Tiger sharks are considered dangerous to humans.
Not only do Tiger sharks primarily feed in shallow waters, but they are also large in size, scavengers by nature, and have a mouth full of serrated teeth.
As such, they have a higher likelihood of encountering humans compared to deep-water shark species. And their immense size and notched teeth means that even one curious bite can inflict devastating damage.
There are several ways you can reduce your risk of a shark attack:
More tips for avoiding and surviving a shark attack can be found in our article on Shark Attack First Aid.
If you witness a shark attack, alert a lifeguard, make sure others are warned, and call Triple Zero (000) for an ambulance.
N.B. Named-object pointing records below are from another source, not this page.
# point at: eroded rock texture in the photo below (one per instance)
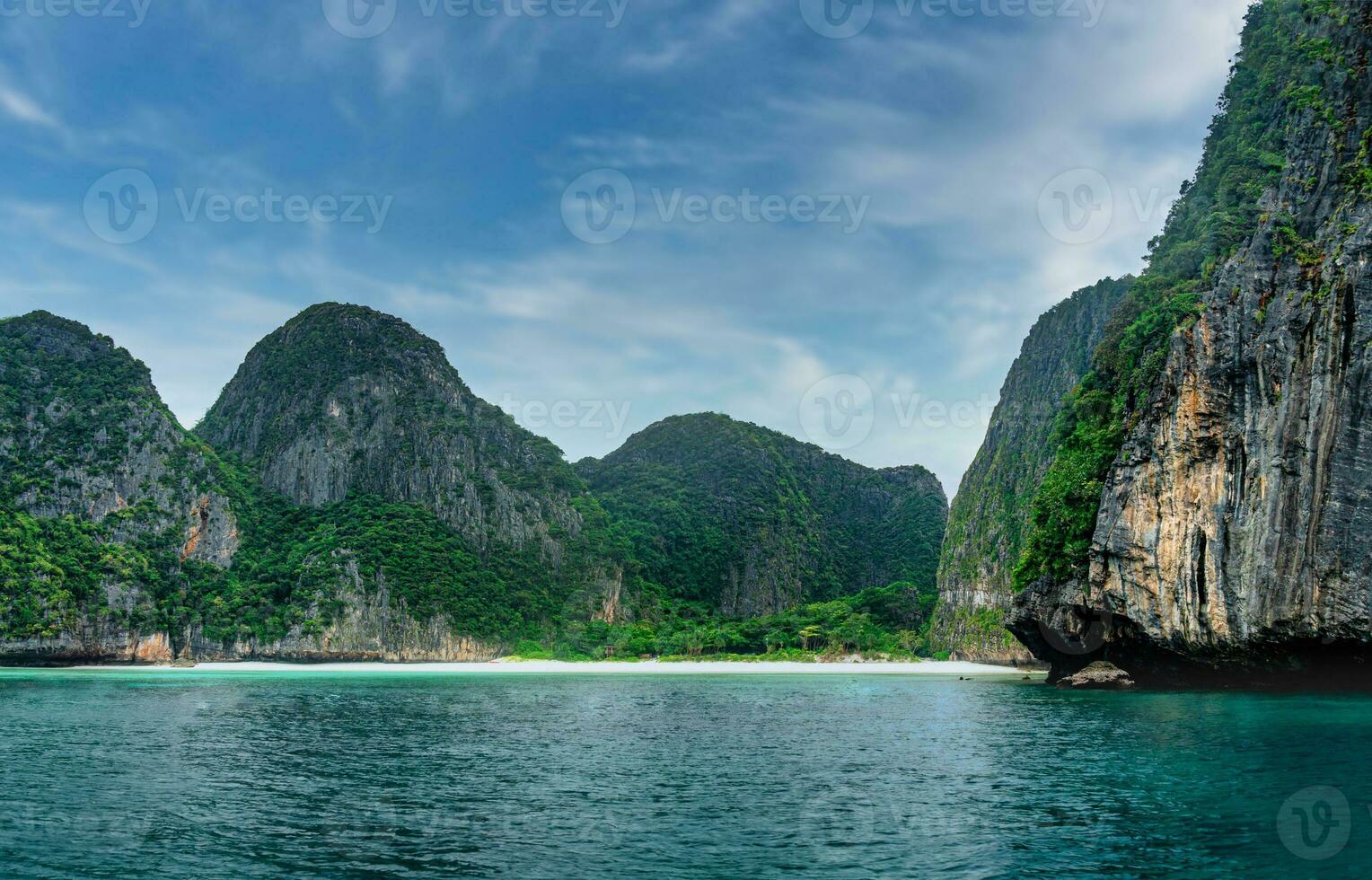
(1235, 534)
(989, 514)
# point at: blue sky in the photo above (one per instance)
(930, 186)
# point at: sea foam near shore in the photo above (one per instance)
(645, 667)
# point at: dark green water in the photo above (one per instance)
(229, 775)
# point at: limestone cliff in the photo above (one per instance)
(755, 522)
(989, 514)
(345, 400)
(1234, 529)
(103, 496)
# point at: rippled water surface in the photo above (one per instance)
(267, 775)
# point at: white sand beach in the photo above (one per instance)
(645, 667)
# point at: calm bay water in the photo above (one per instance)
(224, 775)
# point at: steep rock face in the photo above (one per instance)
(101, 493)
(343, 400)
(755, 522)
(1234, 532)
(989, 514)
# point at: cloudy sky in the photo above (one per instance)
(837, 223)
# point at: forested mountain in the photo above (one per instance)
(753, 522)
(348, 497)
(1206, 509)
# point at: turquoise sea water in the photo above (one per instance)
(121, 773)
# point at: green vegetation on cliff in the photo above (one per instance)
(354, 469)
(1278, 78)
(989, 514)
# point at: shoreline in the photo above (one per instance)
(561, 667)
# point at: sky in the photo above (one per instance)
(837, 218)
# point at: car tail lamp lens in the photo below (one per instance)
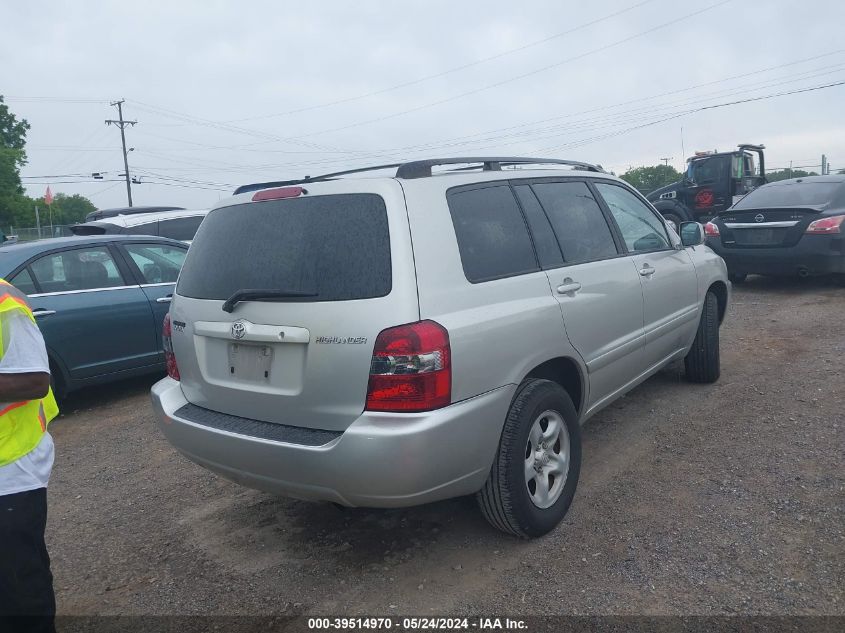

If you need to rescue the person from the water, use a boat as soon as it is safe to do so. Do not put yourself at risk if no lifeguard or boat is available.
A tourniquet is a tight band that can help stop or severely reduce the flow of blood around a wound. You can improvise a tourniquet using a surfboard leg rope, a belt with a buckle, or something similar.
Make sure to wrap the tourniquet high up the limb, tightly and horizontally.
More information about providing first aid in the event of a shark attack can be found in our Resource Library.
Films like Jaws might have you believing that Great white sharks are the most fearsome creatures in the water.
In reality, Great whites form part of a trio of sharks that are almost exclusively responsible for fatal attacks on humans in the past 20 years. Another member of this trio is the Tiger shark, which has a predilection for feeding in shallow waters.
They are also one of the largest sharks in the world and have notched teeth that can shear through the thickest of hides. As such, their encounters with humans can result in significant injuries.
It is important to remember, however, that shark attacks (while terrifying) are relatively rare - in fact, you are more likely to die from a hornet, wasp, or bee sting than from a shark attack.
Luckily, there are several ways you can reduce your risk of running into a Tiger shark. There are also multiple avenues for fending off a Tiger shark and treating any injuries you may sustain during an attack.